'O gün bizi şikayet edenler bugün çok mutlu'

'O gün bizi şikayet edenler bugün çok mutlu'

Başbakan Yardımcısı Ali Babacan, bir dönem kendilerini şikayet eden bankacıların şimdi çok mutlu olduğunu söyledi

'O gün bizi şikayet edenler bugün çok mutlu'
16px
24px
25.05.2012 13:06
ABONE OLgoogle

Başbakan Yardımcısı Ali Babacan, bugünlerde Türk bankacılık sektöründe yabancıların hisse satmaları veya ortaklık yapılarını değiştirmeleri söz konusuysa, bunun buradaki yapılarından memnun olmadıkları için yapılmadığını belirterek, ''Aslında belki içleri kan ağlıyor bunu yaparken, 'kalsak kim bilir ne güzel iş yapmaya devam edecektik' diyorlar, ama kendi evlerindeki bilanço yapıları ve yeni regülasyon onları böyle adımlar atmaya zorluyor'' dedi.

      Babacan, Türkiye Katılım Bankaları Birliği'nin 11. Olağan Genel Kurul Toplantısı'nda yaptığı konuşmada, günümüzde AB ve bazı ülkelerde söz konusu olan stres testlerinin Türkiye'de çok uzun zamandır yapıldığını anımsattı.

      Bunu Bankacılık Düzenleme ve Denetleme Kurumu (BDDK) ile bir ölçüde Merkez Bankası'nın gerçekleştirdiğini anlatan Babacan, farklı senaryolarla hangi bankada ne tür gelişmeler olabileceğinin simülasyonlarla sürekli kontrol edildiğini söyledi.

      Kriz süresince Türk bankacılık sektörünün çok iyi bir performans sergilediğini vurgulayan Babacan, tüm OECD ülkeleri içinde Türkiye'nin, bankacılık konusunda devlet olarak ciddi bir tedbir almak zorunda kalmayan tek ülke olduğunu hatırlattı.

      AB'de bu alanda yapılanlara değinen Babacan, pek çok bankanın, ya merkez bankalarının sağladığı likidite ya da devletlerden aldıkları desteklerle varlıklarını sürdürdüğünü ifade etti.
      
     ''O gün şikayet edenler bugün çok mutlu''
     
     Avrupa'nın ve ABD'nin Türkiye'de iş yapan bankalarına bakıldığında, kendi evlerinde sorun yaşayan bankaların buradaki operasyonlarının sapasağlam varlığını devam ettirdiğini vurgulayan Babacan, ''Nasıl olur da ana yapı sarsılıyor, Türkiye'de bir şey olmuyor- Türkiye'de bizim kurallarımız, bizim düzenleme çerçevemiz geçerli'' diye konuştu.

      Bu düzenlemeler yapılırken bazılarının pek hoşnut olmadığını, ''çok sıkıyorsunuz'', ''bu kadar sermaye konur mu bankaya-'' dediğinin altını çizen Babacan, buna rağmen Türkiye'ye çok yatırım geldiğini ve ciddi anlamda sektörün dışarıya açık hale gelmesinin söz konusu olduğunu kaydetti.

      Başbakan Yardımcısı Ali Babacan, konuşmasını şöyle sürdürdü: 

     ''Bakıyorsunuz o gün şikayet edenler bugün çok mutlu.

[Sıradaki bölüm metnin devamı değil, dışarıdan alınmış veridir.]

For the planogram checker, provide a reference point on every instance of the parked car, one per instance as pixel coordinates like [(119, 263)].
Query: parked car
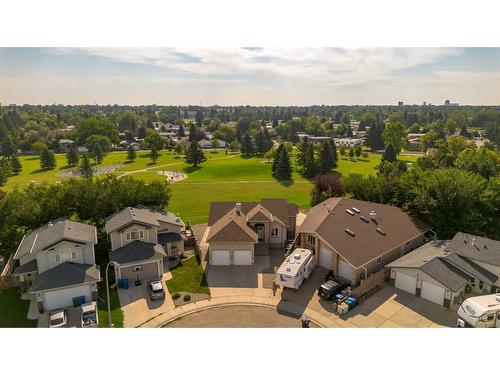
[(58, 319), (330, 288), (156, 290), (89, 316)]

Hatta öyle örnekler var ki asıl ülkelerdeki, kendi ülkelerindeki ana yapının değerine, bir de Türkiye operasyonuna bakıyorsunuz... Türkiye operasyonunun değeri, ana yapının değerini geçmiş durumda. Tek başına büyük bir varlık... Şu anda uluslararası bankaların en değerli varlıklarının bir kısmı Türkiye'deki yatırımlarından oluşuyor. Hatta acil nakit ihtiyacı olan ya da bilançosuna acilen çeki düzen vermek zorunda olanlar, önce Türkiye'deki operasyonlarını değerlendiriyorlar. 'Burada kıymetli bir değerimiz var, bunun bir kısmını nakit olarak alıp bilançomuza koyarsak belki rasyolarımızı daha da düzeltebiliriz' diye... Dolayısıyla bugünlerde eğer bizim bankacılık sektörümüzde yabancıların hisse satmaları veya ortaklık yapılarını değiştirmeleri söz konusuysa, buradaki yapılarından memnun olmadıkları için değil. Aslında belki içleri kan ağlıyor bunu yaparken, 'kalsak kim bilir ne güzel iş yapmaya devam edecektik' diyorlar, ama kendi evlerindeki bilanço yapıları ve yeni regülasyon onları böyle adımlar atmaya zorluyor.''

"Enflasyonun bu yılın sonuna doğru bizim hedeflerimize yaklaşan bir trende gireceğini bekliyoruz''

Babacan, geçen yıl enflasyonun çift haneli kapanmasına ilişkin, ''Biz bunun geçici olduğunu görüyoruz. Merkez Bankamızın analizlerine, açıklamalarına bakıldığında enflasyonun bu yılın sonuna doğru bizim hedeflerimize yaklaşan bir trende gireceğini bekliyoruz'' dedi.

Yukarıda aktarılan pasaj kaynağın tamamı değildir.